— А вы, Борис Юрьевич, немного злитесь на мужика, если я не ошибаюсь? Отчего бы?
— Смею заверить вас, Семен Григорьевич, ни я, ни мои пращуры никогда не были крестьянами. Ни-ко-гда. Поэтому личных обид у меня на мужика быть не может. Какие у меня обиды? Откуда? Но эти частнособственнические тенденции мужика при нашей народной власти, извините, просто поперек горла нам, — Мошкин ребром ладони придавил узел галстука и, подняв брови, стал надвигаться на Оглоблина. — Вы мне скажите, кто им дал право, чтобы они морили голодом рабочий класс? Они почему гноят хлеб по ямам и валят скоту, а городу не дают?

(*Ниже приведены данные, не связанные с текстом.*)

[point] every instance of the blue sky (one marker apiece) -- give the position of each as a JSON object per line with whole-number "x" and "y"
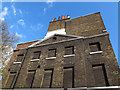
{"x": 30, "y": 20}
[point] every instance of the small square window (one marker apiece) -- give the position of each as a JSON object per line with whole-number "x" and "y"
{"x": 95, "y": 47}
{"x": 52, "y": 53}
{"x": 69, "y": 50}
{"x": 20, "y": 58}
{"x": 36, "y": 55}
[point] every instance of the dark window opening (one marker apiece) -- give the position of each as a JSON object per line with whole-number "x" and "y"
{"x": 20, "y": 58}
{"x": 100, "y": 75}
{"x": 48, "y": 77}
{"x": 54, "y": 38}
{"x": 52, "y": 53}
{"x": 69, "y": 50}
{"x": 30, "y": 78}
{"x": 68, "y": 79}
{"x": 11, "y": 80}
{"x": 95, "y": 47}
{"x": 36, "y": 55}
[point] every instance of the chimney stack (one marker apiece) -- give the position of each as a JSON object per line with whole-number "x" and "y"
{"x": 59, "y": 18}
{"x": 62, "y": 17}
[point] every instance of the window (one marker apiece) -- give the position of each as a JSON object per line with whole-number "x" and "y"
{"x": 68, "y": 79}
{"x": 36, "y": 55}
{"x": 54, "y": 39}
{"x": 30, "y": 78}
{"x": 47, "y": 83}
{"x": 69, "y": 51}
{"x": 11, "y": 80}
{"x": 95, "y": 47}
{"x": 52, "y": 53}
{"x": 20, "y": 58}
{"x": 100, "y": 75}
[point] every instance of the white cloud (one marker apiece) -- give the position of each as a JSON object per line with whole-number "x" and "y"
{"x": 18, "y": 35}
{"x": 3, "y": 13}
{"x": 21, "y": 22}
{"x": 11, "y": 26}
{"x": 14, "y": 9}
{"x": 39, "y": 26}
{"x": 12, "y": 0}
{"x": 36, "y": 27}
{"x": 44, "y": 10}
{"x": 50, "y": 2}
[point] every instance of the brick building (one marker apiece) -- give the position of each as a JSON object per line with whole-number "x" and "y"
{"x": 82, "y": 56}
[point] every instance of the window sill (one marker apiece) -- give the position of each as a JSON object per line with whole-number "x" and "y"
{"x": 34, "y": 60}
{"x": 71, "y": 55}
{"x": 96, "y": 52}
{"x": 16, "y": 62}
{"x": 51, "y": 58}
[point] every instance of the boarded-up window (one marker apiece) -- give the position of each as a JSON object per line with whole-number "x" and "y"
{"x": 47, "y": 83}
{"x": 36, "y": 55}
{"x": 68, "y": 80}
{"x": 95, "y": 47}
{"x": 69, "y": 50}
{"x": 11, "y": 79}
{"x": 30, "y": 78}
{"x": 100, "y": 75}
{"x": 20, "y": 58}
{"x": 52, "y": 53}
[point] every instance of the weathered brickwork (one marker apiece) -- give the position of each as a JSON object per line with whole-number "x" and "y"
{"x": 66, "y": 61}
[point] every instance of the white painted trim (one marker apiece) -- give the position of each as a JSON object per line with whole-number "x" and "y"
{"x": 71, "y": 55}
{"x": 34, "y": 60}
{"x": 16, "y": 62}
{"x": 96, "y": 52}
{"x": 51, "y": 58}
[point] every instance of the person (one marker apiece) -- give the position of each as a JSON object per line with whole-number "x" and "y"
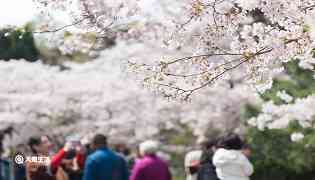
{"x": 103, "y": 163}
{"x": 207, "y": 170}
{"x": 71, "y": 167}
{"x": 247, "y": 150}
{"x": 192, "y": 164}
{"x": 229, "y": 160}
{"x": 41, "y": 147}
{"x": 150, "y": 166}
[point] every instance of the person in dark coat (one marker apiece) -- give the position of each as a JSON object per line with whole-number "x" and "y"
{"x": 207, "y": 169}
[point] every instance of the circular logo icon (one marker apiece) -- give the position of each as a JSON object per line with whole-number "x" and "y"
{"x": 19, "y": 159}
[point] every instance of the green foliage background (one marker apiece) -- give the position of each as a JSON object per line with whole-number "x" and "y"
{"x": 275, "y": 156}
{"x": 18, "y": 43}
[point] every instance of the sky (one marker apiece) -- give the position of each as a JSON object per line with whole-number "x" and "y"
{"x": 16, "y": 12}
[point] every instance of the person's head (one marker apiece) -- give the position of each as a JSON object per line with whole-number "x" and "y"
{"x": 148, "y": 147}
{"x": 122, "y": 148}
{"x": 40, "y": 145}
{"x": 99, "y": 141}
{"x": 247, "y": 150}
{"x": 231, "y": 142}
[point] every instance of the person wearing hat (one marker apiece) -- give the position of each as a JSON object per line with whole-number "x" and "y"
{"x": 150, "y": 166}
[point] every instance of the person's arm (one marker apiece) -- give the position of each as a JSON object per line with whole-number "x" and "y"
{"x": 125, "y": 170}
{"x": 169, "y": 174}
{"x": 80, "y": 159}
{"x": 56, "y": 159}
{"x": 248, "y": 168}
{"x": 89, "y": 170}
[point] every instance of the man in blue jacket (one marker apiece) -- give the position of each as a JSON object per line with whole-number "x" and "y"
{"x": 104, "y": 164}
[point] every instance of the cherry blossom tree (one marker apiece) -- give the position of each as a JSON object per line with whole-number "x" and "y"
{"x": 99, "y": 96}
{"x": 214, "y": 37}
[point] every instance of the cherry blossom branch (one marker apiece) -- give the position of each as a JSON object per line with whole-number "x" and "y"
{"x": 245, "y": 58}
{"x": 61, "y": 28}
{"x": 203, "y": 55}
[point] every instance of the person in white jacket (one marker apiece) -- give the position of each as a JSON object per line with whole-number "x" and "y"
{"x": 230, "y": 161}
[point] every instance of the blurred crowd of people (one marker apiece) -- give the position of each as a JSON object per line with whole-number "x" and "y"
{"x": 222, "y": 159}
{"x": 226, "y": 158}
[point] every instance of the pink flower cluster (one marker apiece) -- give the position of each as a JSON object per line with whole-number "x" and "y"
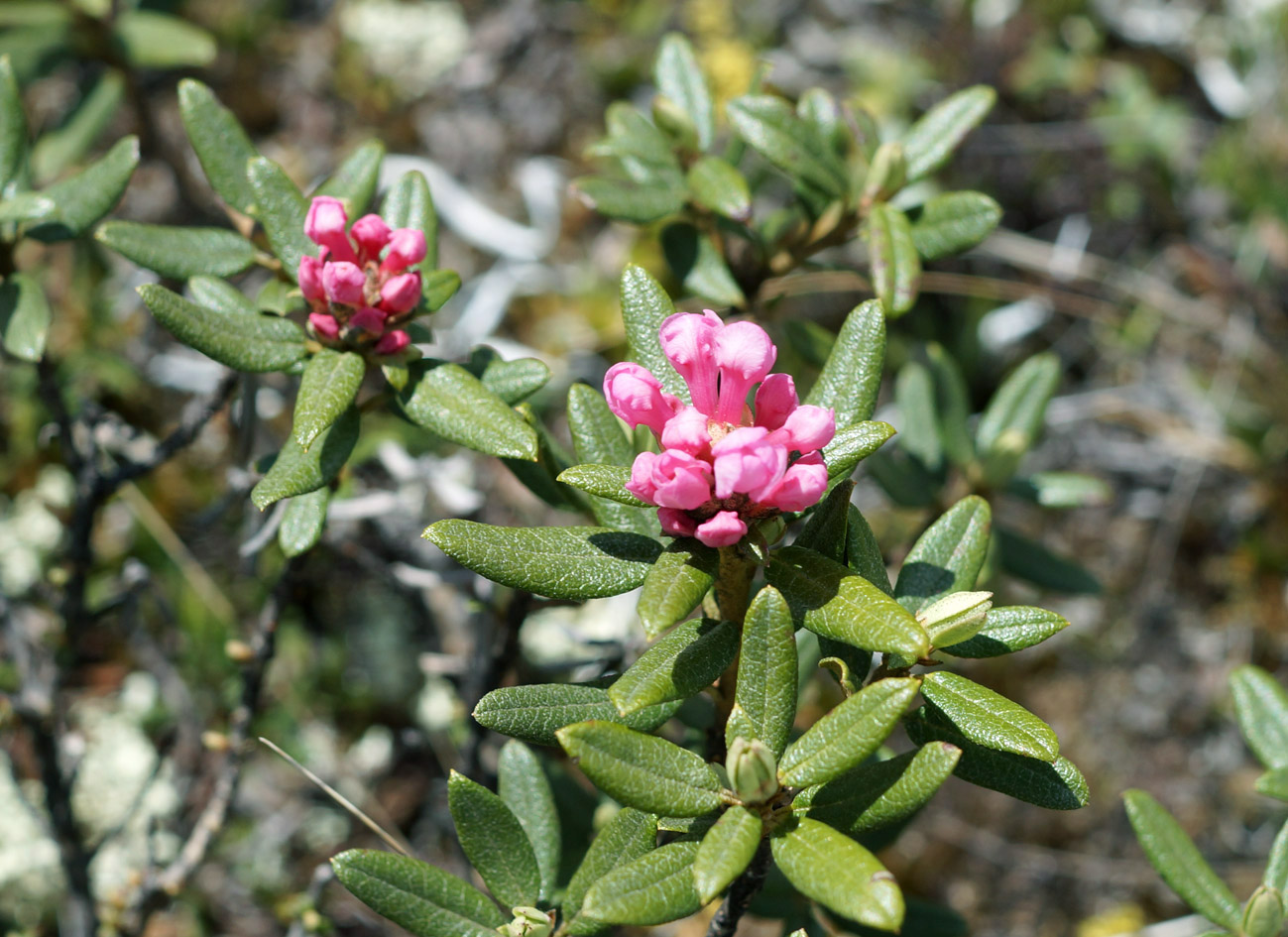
{"x": 353, "y": 292}
{"x": 723, "y": 464}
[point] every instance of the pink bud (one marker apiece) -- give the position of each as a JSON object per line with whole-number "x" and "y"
{"x": 637, "y": 396}
{"x": 688, "y": 342}
{"x": 723, "y": 529}
{"x": 775, "y": 399}
{"x": 744, "y": 355}
{"x": 371, "y": 235}
{"x": 324, "y": 224}
{"x": 344, "y": 283}
{"x": 323, "y": 325}
{"x": 393, "y": 342}
{"x": 406, "y": 248}
{"x": 401, "y": 293}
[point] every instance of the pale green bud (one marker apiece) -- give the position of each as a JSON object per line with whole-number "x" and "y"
{"x": 753, "y": 770}
{"x": 956, "y": 618}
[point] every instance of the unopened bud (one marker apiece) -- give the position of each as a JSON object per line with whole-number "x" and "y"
{"x": 753, "y": 770}
{"x": 1263, "y": 914}
{"x": 956, "y": 618}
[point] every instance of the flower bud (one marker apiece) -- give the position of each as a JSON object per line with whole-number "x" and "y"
{"x": 956, "y": 618}
{"x": 753, "y": 770}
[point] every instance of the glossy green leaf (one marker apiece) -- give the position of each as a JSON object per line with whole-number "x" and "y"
{"x": 1261, "y": 706}
{"x": 988, "y": 718}
{"x": 559, "y": 562}
{"x": 302, "y": 523}
{"x": 1055, "y": 785}
{"x": 931, "y": 140}
{"x": 642, "y": 770}
{"x": 533, "y": 713}
{"x": 651, "y": 889}
{"x": 1010, "y": 629}
{"x": 89, "y": 194}
{"x": 453, "y": 404}
{"x": 892, "y": 257}
{"x": 330, "y": 382}
{"x": 953, "y": 222}
{"x": 852, "y": 378}
{"x": 763, "y": 703}
{"x": 354, "y": 180}
{"x": 296, "y": 472}
{"x": 947, "y": 557}
{"x": 1177, "y": 860}
{"x": 834, "y": 871}
{"x": 257, "y": 344}
{"x": 495, "y": 842}
{"x": 220, "y": 143}
{"x": 625, "y": 838}
{"x": 525, "y": 787}
{"x": 725, "y": 851}
{"x": 25, "y": 317}
{"x": 677, "y": 666}
{"x": 416, "y": 896}
{"x": 832, "y": 601}
{"x": 849, "y": 734}
{"x": 179, "y": 253}
{"x": 681, "y": 576}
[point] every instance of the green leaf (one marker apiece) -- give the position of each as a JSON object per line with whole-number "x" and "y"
{"x": 495, "y": 842}
{"x": 281, "y": 209}
{"x": 1055, "y": 785}
{"x": 681, "y": 576}
{"x": 953, "y": 222}
{"x": 679, "y": 77}
{"x": 849, "y": 734}
{"x": 644, "y": 305}
{"x": 629, "y": 835}
{"x": 25, "y": 317}
{"x": 533, "y": 713}
{"x": 302, "y": 523}
{"x": 651, "y": 889}
{"x": 677, "y": 666}
{"x": 852, "y": 378}
{"x": 416, "y": 896}
{"x": 930, "y": 141}
{"x": 892, "y": 256}
{"x": 988, "y": 718}
{"x": 330, "y": 382}
{"x": 725, "y": 851}
{"x": 1176, "y": 859}
{"x": 770, "y": 128}
{"x": 89, "y": 194}
{"x": 410, "y": 205}
{"x": 220, "y": 143}
{"x": 179, "y": 253}
{"x": 158, "y": 40}
{"x": 525, "y": 787}
{"x": 1010, "y": 629}
{"x": 763, "y": 703}
{"x": 257, "y": 344}
{"x": 354, "y": 181}
{"x": 881, "y": 794}
{"x": 720, "y": 188}
{"x": 296, "y": 472}
{"x": 947, "y": 557}
{"x": 830, "y": 600}
{"x": 453, "y": 404}
{"x": 1261, "y": 706}
{"x": 558, "y": 562}
{"x": 642, "y": 770}
{"x": 834, "y": 871}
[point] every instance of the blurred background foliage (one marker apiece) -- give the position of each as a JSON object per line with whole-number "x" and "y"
{"x": 1138, "y": 150}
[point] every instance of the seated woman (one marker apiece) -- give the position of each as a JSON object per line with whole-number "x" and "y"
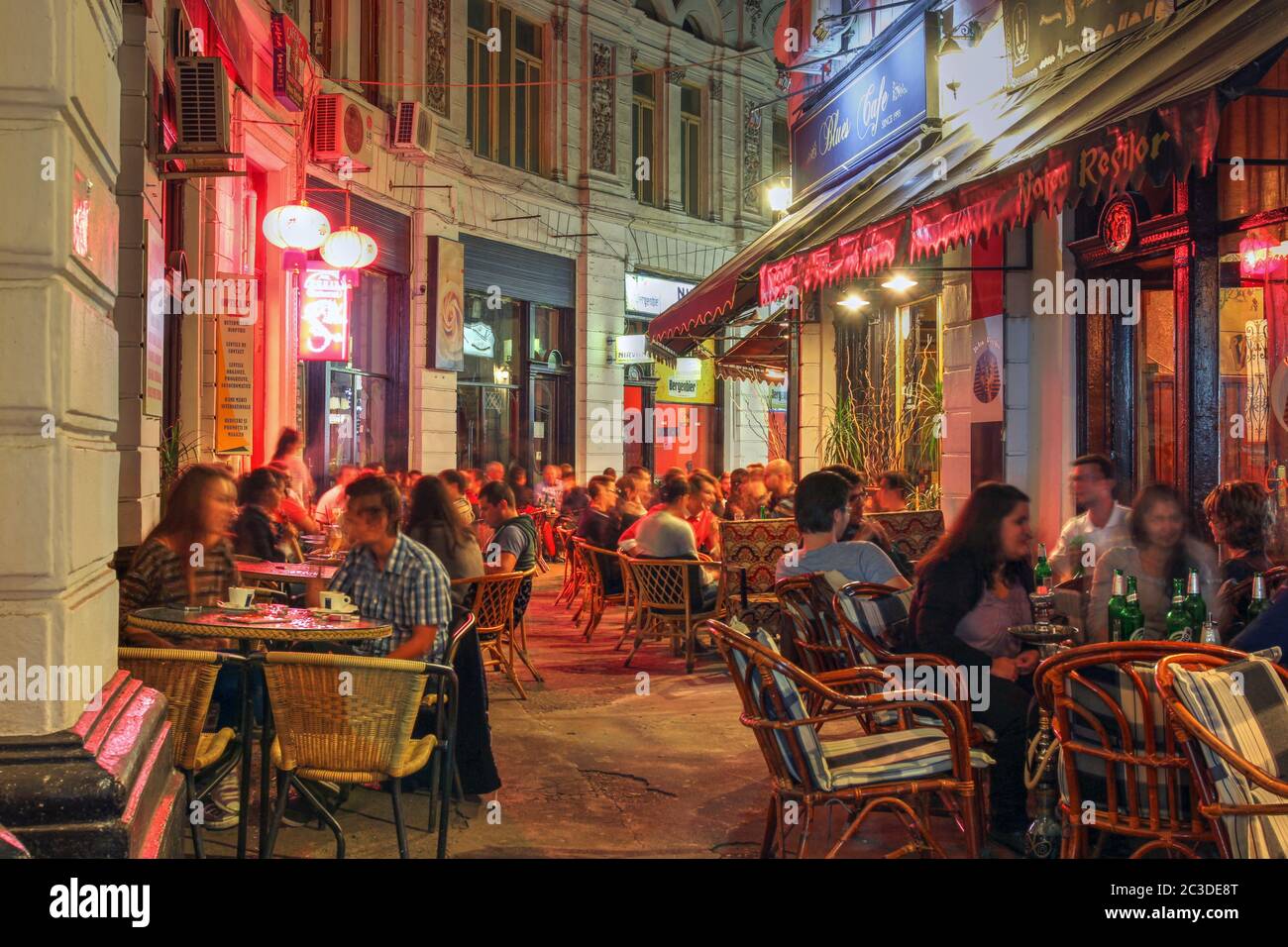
{"x": 187, "y": 561}
{"x": 434, "y": 521}
{"x": 971, "y": 587}
{"x": 1241, "y": 519}
{"x": 1162, "y": 551}
{"x": 257, "y": 532}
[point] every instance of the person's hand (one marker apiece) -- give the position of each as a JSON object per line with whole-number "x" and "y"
{"x": 1026, "y": 661}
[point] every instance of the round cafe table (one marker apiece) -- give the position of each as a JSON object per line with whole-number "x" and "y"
{"x": 270, "y": 624}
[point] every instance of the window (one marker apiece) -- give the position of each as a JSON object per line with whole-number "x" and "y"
{"x": 643, "y": 146}
{"x": 372, "y": 88}
{"x": 320, "y": 33}
{"x": 691, "y": 150}
{"x": 503, "y": 123}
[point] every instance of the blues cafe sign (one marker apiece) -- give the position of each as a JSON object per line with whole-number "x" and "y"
{"x": 871, "y": 114}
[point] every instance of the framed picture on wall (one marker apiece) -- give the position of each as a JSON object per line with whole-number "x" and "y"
{"x": 447, "y": 339}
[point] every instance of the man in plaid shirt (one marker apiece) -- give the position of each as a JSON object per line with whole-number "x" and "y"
{"x": 393, "y": 578}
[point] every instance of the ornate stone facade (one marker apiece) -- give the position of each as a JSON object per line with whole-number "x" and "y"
{"x": 750, "y": 158}
{"x": 603, "y": 129}
{"x": 437, "y": 55}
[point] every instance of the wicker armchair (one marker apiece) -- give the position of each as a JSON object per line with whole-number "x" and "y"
{"x": 1117, "y": 750}
{"x": 750, "y": 553}
{"x": 863, "y": 774}
{"x": 665, "y": 605}
{"x": 492, "y": 604}
{"x": 187, "y": 678}
{"x": 1232, "y": 732}
{"x": 597, "y": 596}
{"x": 349, "y": 720}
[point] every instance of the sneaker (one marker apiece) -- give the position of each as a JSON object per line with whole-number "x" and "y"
{"x": 223, "y": 804}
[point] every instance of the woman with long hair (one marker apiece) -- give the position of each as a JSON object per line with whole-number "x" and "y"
{"x": 187, "y": 558}
{"x": 516, "y": 479}
{"x": 971, "y": 587}
{"x": 436, "y": 523}
{"x": 1162, "y": 551}
{"x": 290, "y": 446}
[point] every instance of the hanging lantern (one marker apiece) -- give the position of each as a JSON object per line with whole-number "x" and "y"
{"x": 349, "y": 249}
{"x": 296, "y": 227}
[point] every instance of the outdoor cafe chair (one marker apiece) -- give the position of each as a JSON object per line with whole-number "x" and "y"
{"x": 666, "y": 605}
{"x": 1121, "y": 768}
{"x": 492, "y": 604}
{"x": 1229, "y": 710}
{"x": 750, "y": 551}
{"x": 572, "y": 569}
{"x": 596, "y": 590}
{"x": 187, "y": 680}
{"x": 349, "y": 720}
{"x": 862, "y": 774}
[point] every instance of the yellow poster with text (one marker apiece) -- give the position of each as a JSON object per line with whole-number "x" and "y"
{"x": 692, "y": 380}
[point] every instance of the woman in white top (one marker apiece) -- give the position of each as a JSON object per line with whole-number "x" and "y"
{"x": 1162, "y": 549}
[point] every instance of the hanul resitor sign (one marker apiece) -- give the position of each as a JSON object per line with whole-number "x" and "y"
{"x": 323, "y": 315}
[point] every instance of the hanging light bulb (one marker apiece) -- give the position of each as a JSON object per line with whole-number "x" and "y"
{"x": 296, "y": 227}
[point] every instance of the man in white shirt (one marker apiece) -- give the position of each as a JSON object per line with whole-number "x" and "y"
{"x": 1103, "y": 523}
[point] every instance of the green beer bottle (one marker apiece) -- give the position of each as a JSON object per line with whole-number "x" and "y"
{"x": 1042, "y": 573}
{"x": 1117, "y": 604}
{"x": 1258, "y": 596}
{"x": 1194, "y": 603}
{"x": 1179, "y": 622}
{"x": 1133, "y": 618}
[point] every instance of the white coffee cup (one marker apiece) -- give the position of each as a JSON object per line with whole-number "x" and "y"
{"x": 336, "y": 602}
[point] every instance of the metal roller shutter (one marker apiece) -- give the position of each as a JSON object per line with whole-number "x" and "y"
{"x": 522, "y": 273}
{"x": 390, "y": 230}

Оглоблин развел руками и мягко попросил:
— Да вы успокойтесь, товарищ Мошкин. Похлебайте горяченького. Вас лихорадит, по-моему.
— Эти вокзальные ополоски, Семен Григорьевич, не успокоят и не отогреют. Да и лихорадки у меня нету. Душа кипит оттого, что зима пошла на перелом, а мы план по хлебозаготовкам выполнили курам на смех. Вот ихний сельсовет, — Мошкин кивнул на Умнова, — не скажу худого — впереди других. Но и он не радует. А в Ирбите не сегодня-завтра остановятся мельницы. Муки на складах — дай бог до конца месяца. А что дальше? Дальше-то что? Я бы не мучился, ежли бы знал, что нас постиг неурожай, стихия или бедствие. Ничего этого не было. Теперь и ответьте мне, вот вы, вы, председатель сельсовета, высшая и единственная власть на селе: почему деревня таит хлеб? Отвечайте вот, — с пьяноватой настойчивостью наседал Мошкин и теперь стал подвигаться острым плечом к Умнову: — Что же вы молчите на мои принципиальные вопросы? Вот так и скажите, что нечего сказать. Наплодили кулаков, понимаете, подкулачников, середняка откормили как на убой, а теперь не в силах справиться с ними.
— Наш Совет, товарищ Мошкин, по обязательному хлебу спущенное задание почти выполнил.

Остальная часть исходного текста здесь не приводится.